NEW YEAR SUPPER Thursday 10th January

Our New Year get together was attended by thirty members and, also, our Treasurer elect Ewa Kubisty and her husband Bob. A very delicious buffet was provided by Margaret and Jane (via Tesco and M&S) and we all tucked in to pasties, sausage rolls, gourmet sandwiches, pork pies and high-calorie cakes (yummy). After the usual raffle, Ewa was introduced to the members. Then Jane presented Irene with a gift of a hand-turned and engraved wooden bowl made by a local craftsman. Jane thanked her for her hard work and dedication to the Manx Stroke Foundation over the years as Treasurer and previously as secretary. No rest for her though as she remains on the committee. A good start to 2019!

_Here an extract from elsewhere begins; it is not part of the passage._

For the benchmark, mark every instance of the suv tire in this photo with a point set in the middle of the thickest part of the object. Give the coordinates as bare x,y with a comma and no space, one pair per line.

24th January LON DHOO CHOIR

A male voice choir is always hard to beat, and Lon Dhoo is no exception. We had the privilege of welcoming them to our club night on 24th January 2019 after a three-year absence. How smart they looked in their grey jackets and red ties. Accompanied by Wendy and Regina on the piano they gave us a magical evening with a variety of songs both serious and amusing.

To open the concert, they sang ‘Some Enchanted Evening’, ‘Speed your Journey’ and ‘Silver Trumpet’ then Geoff Christian’s solo ‘Passing By’. This was followed by ‘There is Nothing Like a Dame’ (sung with great enthusiasm). ‘Bring Him Home’ and ‘Hear the People Sing’. Soloist Arthur gave us a clever and funny rendition of ‘DIY’ (never heard before even by his choir!). The choir then sang ‘Let it Be’, ‘I Believe’ and ‘Shepherd’ after which Gary Corkill delivered ‘Oh what a Beautiful Morning’ beautifully, leading on to a wonderful finale of ‘In the Twilight’, ‘Peace on Earth’ and ‘You’ll Never Walk Alone’. A fitting end to a fantastic night. Thank you to the Lon Dhoo Choir.